The device was defused by the army, police and the military said.

It came a day after dissident paramilitaries made a coded bomb threat in central London on Monday, the first of its kind outside Northern Ireland for 10 years.

Police sealed off roads near the sovereign's Buckingham Palace residence and carried out a controlled explosion.

Opposition to the queen's visit persists among a violent hardcore of republicans, who want British-ruled Northern Ireland to become part of the Republic, and a Catholic policeman was murdered in April.

They remain a small minority, with the major republican groups having joined the political mainstream, and officials are doing their best to ensure the 85-year-old queen and her husband Prince Philip get a warm welcome.

A 10,000-strong force is being deployed at an estimated cost of 30 million euros ($42 million), with reports saying the navy will be deployed off the Dublin coast to prevent a possible missile strike from the sea.
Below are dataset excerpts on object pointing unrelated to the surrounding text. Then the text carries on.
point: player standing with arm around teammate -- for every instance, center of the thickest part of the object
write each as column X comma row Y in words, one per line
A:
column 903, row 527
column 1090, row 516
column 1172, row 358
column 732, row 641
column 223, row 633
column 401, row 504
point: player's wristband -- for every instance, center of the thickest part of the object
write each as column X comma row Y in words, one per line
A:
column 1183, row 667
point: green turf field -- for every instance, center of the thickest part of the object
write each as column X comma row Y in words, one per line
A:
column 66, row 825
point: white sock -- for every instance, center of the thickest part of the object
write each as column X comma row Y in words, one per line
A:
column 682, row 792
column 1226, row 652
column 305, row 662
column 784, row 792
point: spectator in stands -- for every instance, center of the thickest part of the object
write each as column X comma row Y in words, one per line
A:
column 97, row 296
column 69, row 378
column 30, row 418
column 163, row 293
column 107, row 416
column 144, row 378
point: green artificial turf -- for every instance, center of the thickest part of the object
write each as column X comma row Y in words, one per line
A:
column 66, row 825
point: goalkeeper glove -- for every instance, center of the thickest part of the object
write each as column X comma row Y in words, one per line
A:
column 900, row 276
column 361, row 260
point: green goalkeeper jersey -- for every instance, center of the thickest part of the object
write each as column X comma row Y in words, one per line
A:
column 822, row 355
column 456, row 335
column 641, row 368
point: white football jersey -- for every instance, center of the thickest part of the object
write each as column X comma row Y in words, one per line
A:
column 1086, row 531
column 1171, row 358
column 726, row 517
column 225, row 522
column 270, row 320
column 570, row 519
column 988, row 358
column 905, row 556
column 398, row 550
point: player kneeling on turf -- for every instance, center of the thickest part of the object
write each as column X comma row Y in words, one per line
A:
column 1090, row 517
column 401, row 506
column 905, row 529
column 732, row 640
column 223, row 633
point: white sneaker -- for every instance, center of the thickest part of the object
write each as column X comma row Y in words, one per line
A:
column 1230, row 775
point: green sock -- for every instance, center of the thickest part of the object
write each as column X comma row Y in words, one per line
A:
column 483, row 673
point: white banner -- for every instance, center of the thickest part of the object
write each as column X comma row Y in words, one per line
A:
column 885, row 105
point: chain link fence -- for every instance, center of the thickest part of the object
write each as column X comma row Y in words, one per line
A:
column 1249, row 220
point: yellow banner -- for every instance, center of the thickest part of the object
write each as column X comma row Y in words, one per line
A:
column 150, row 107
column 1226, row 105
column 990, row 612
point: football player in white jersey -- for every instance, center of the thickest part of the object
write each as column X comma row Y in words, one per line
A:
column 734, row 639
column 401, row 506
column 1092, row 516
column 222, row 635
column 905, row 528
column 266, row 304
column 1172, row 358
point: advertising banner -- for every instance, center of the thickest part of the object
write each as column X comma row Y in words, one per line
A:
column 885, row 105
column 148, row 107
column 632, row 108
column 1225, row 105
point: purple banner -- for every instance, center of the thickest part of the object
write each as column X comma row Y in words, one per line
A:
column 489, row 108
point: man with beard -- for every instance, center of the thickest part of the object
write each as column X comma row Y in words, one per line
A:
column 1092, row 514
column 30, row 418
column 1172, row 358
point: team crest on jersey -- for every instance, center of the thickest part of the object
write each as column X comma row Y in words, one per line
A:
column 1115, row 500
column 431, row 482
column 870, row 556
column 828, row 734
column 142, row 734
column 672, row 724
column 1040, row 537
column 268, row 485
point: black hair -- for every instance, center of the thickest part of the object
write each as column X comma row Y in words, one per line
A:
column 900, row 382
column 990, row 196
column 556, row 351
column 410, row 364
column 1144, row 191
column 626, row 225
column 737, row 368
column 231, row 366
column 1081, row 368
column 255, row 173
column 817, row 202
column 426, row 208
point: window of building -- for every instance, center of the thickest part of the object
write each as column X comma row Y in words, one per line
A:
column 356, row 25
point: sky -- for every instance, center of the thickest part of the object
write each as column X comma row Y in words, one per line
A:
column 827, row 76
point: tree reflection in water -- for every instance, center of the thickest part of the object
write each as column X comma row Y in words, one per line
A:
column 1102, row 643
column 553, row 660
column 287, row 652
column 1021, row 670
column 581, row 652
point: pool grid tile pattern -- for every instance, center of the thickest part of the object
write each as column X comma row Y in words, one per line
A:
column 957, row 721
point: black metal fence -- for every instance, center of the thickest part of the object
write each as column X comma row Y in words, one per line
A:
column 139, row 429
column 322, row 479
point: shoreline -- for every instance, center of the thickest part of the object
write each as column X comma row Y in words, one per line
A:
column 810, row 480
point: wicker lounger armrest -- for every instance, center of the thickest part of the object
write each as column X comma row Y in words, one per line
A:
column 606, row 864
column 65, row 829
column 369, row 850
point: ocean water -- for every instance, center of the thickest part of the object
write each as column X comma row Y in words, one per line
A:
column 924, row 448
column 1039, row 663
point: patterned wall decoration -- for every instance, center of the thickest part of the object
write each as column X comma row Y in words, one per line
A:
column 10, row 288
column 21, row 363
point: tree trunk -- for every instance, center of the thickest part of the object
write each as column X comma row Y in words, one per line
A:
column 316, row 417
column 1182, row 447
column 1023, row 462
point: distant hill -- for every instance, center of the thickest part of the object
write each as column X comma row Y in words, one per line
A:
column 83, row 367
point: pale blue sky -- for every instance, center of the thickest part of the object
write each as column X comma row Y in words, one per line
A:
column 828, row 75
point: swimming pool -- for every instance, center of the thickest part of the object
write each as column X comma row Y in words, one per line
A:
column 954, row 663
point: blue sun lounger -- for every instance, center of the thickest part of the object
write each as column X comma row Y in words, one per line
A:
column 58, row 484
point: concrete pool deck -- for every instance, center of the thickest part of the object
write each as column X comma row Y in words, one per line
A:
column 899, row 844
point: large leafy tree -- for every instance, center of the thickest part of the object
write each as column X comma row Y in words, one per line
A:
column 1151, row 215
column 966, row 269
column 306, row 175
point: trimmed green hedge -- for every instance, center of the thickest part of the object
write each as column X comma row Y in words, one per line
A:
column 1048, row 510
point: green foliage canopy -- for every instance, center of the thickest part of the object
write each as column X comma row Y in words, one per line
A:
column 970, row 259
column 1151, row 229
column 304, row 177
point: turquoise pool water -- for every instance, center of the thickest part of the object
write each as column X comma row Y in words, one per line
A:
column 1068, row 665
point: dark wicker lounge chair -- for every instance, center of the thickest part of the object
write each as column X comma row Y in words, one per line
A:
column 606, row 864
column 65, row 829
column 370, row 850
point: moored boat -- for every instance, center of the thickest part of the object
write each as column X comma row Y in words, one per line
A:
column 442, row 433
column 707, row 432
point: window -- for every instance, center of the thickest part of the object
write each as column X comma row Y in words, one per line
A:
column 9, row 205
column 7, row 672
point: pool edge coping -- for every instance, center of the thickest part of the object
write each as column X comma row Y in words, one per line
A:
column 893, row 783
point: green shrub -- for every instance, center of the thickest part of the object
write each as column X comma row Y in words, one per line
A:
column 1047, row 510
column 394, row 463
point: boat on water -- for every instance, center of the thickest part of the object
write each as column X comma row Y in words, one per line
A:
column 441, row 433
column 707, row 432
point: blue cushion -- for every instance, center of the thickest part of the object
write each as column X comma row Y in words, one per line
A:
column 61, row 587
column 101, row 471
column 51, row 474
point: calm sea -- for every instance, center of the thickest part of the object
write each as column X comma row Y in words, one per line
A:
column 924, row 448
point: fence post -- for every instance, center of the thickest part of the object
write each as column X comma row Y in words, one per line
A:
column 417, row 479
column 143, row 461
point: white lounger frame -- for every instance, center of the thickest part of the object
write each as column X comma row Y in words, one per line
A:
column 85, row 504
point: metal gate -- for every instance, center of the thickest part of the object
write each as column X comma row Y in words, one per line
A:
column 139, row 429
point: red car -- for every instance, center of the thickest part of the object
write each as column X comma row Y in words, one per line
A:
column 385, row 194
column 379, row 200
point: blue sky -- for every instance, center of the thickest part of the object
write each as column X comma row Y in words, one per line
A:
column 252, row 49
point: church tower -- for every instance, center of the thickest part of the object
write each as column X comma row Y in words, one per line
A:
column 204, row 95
Doctor Patrick Geoghegan, a history lecturer at Trinity College Dublin, said inviting the queen was a statement of Ireland's confidence in both its independence and its relationship with Britain.

"We've had a long relationship; sometimes it's been very close, sometimes it has been acrimonious, but over the past number of years, we have had a very warm friendship," he told AFP.

"They are our closest trading partner, they are our neighbours who helped us out during the recent IMF (International Monetary Fund) bailout, and we rely so much, for trade and for tourism, on the United Kingdom."

The royals will fly into Casement Aerodrome, southwest of the capital. The base is named after Roger Casement, an Irish nationalist executed for treason by the British in 1916.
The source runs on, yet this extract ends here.